It is clear that the trial court has general power to award attorney fees pursuant to subsection (a) of this section and also pursuant to the plenary equitable powers of the trial court; however, regardless of the source, the power must be exercised while the trial court retains general jurisdiction over the cause. Where the court had evidence before it of the financial resources of both parties when ruling on the issue of attorney fees and where no hearing had been requested, the trial court's failure to conduct a hearing on the propriety of the award of attorney fees was not error. The award of attorney fees is based on a showing of the inability of one spouse to pay and the ability of the other spouse to do so.
The court may order either spouse to pay a reasonable amount for the costs and attorney fees necessarily incurred by the other spouse. The granting of attorney fees is improper where no evidence is heard as to the items of service which were performed, the basis of the amount requested, or the reasonableness of such fees. Where petition for fees was submitted prior to entry of a judgment dispositive of the merits of the action, and where the clear import of the language of subsection (a) of this section was that the court may order attorney fees to be paid by either party to either attorney, the provision was given its clear meaning and the trial court properly entered judgment in favor of a firm against its own client. The general rule concerning awards of attorney fees in a divorce suit is that the party seeking such relief must show financial inability to pay and the ability of the other spouse to do so. The fees allowed in dissolution proceeding should be fair to all the parties involved: the attorney to be compensated, the client, and the person required to make the payment. The amount awarded should be fair compensation for those services which were reasonable and necessary to the action.
The propriety of an award of attorney fees depends on the particular facts of each case; in determining whether a party is unable to pay attorney fees the assets of that party must be weighed in light of the parties' standard of living. To justify the allowance of attorney fees, the party seeking relief must show financial inability to pay and the ability of the other spouse to do so. The party seeking to recover attorney fees must show financial inability to pay and the ability of the other spouse to do so; the decision in regard to fees then rests within the sound discretion of the trial court. Attorney fees in a dissolution of marriage proceeding are the primary obligation of the party for whom the services are rendered.
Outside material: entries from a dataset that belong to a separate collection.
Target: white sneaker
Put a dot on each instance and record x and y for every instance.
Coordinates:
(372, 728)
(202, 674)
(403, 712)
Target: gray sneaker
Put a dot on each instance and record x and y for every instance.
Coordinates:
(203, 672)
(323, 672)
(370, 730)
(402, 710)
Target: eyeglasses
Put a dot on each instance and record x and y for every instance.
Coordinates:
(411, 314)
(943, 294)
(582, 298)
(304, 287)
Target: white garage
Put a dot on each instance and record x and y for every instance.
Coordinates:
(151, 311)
The allowance of attorney fees to an opposing party is justified where the party seeking relief demonstrates financial inability to pay and the ability of the other spouse to do so. Although the trial court is permitted wide discretion in awarding attorney fees, that discretion is not unbounded. The allowance of attorney fees for appeal rests within the sound discretion of the trial court, which allowance will not be disturbed on review in the absence of a clear showing of abuse; fees may be allowed only upon findings of inability to pay by the petitioning spouse, and that the other spouse is able to pay.
The well-established principle that the amount of attorney fees rests in the sound discretion of the trial judge, and will not be interfered with unless abused, applies to support awards. The allowance of attorney fees in a divorce proceeding is not automatic, but depends on a showing that one spouse is financially unable to pay the fees, while the other is able to do so. The decisions whether to grant periodic alimony, attorney fees, and suit money rest in the sound discretion of the circuit court. The matter of fixing attorney fees is one of the few areas in which a trial judge may rely on the pleadings, affidavits on file and on his own experience. Former section 15 of the Divorce Act authorized the trial court to order the payment of such attorney fees as may seem equitable, regardless of the disposition of the case. The awarding of attorney fees rests in the sound discretion of the trial court and will not be interfered with unless such discretion is clearly abused.
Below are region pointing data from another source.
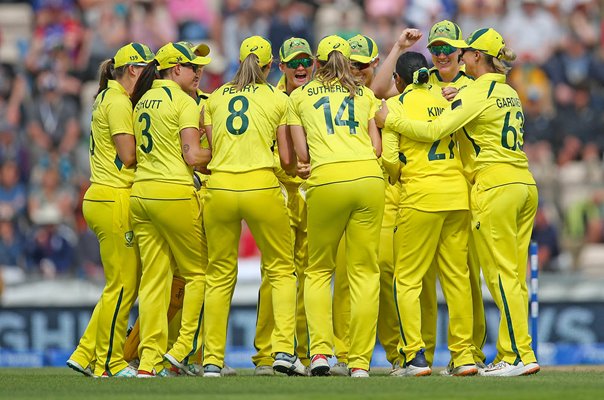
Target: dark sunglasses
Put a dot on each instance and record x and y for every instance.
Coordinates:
(194, 67)
(294, 64)
(359, 66)
(445, 49)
Ability to Pay In General The trial court did not err in requiring ex-wife to pay a majority of her attorney fees. For purposes of determining an award of attorney fees, financial inability exists where the forced payment of available funds would strip a person of his or her means of support and undermine his or her economic stability. The party seeking attorney fees must show an inability to pay, and the ability of the other spouse to pay fees. Before one spouse may recover attorney fees from the other, the spouse seeking fees must demonstrate that he or she is financially unable to pay and that the other spouse has the ability to pay; a mere showing that the other spouse has a greater ability to pay attorney fees is not sufficient to justify an award of fees under this section.
Former Law Under former Rev.Stat., ch. 40, para. 16 in order to justify allowance of attorney's fees in a divorce case, the party seeking the relief needed to show financial inability to pay and the ability of the other spouse to do so; however, financial inability was not synonymous with destitution for the income and assets of both parties were considered, and if use of the available funds of the party seeking the attorney's fees would strip the person of the means of his support and undermine his economic stability, financial inability to pay such fees was shown.
It must be shown that the party seeking this relief is financially unable to pay and that the party seeking this relief is financially unable to pay and that the other party is able to do so; however, when a party does not request a hearing on his ability to pay or his opponent's inability to pay, the right to such a hearing is waived and the court may base its decision on the financial conditions of the parties as shown by the record. Installment Order Few can afford the expenses of divorce without incurring debt, which must be paid by someone; a party who does not have the present ability to pay his own attorney fees can nevertheless be ordered to pay his own attorney, although enforcement might have to be accomplished by an installment order. Not Shown Even though respondent had greater earning capacity he could not pay the bulk of petitioner's attorney's fees and continue to pay his own monthly expenses and attorney fees.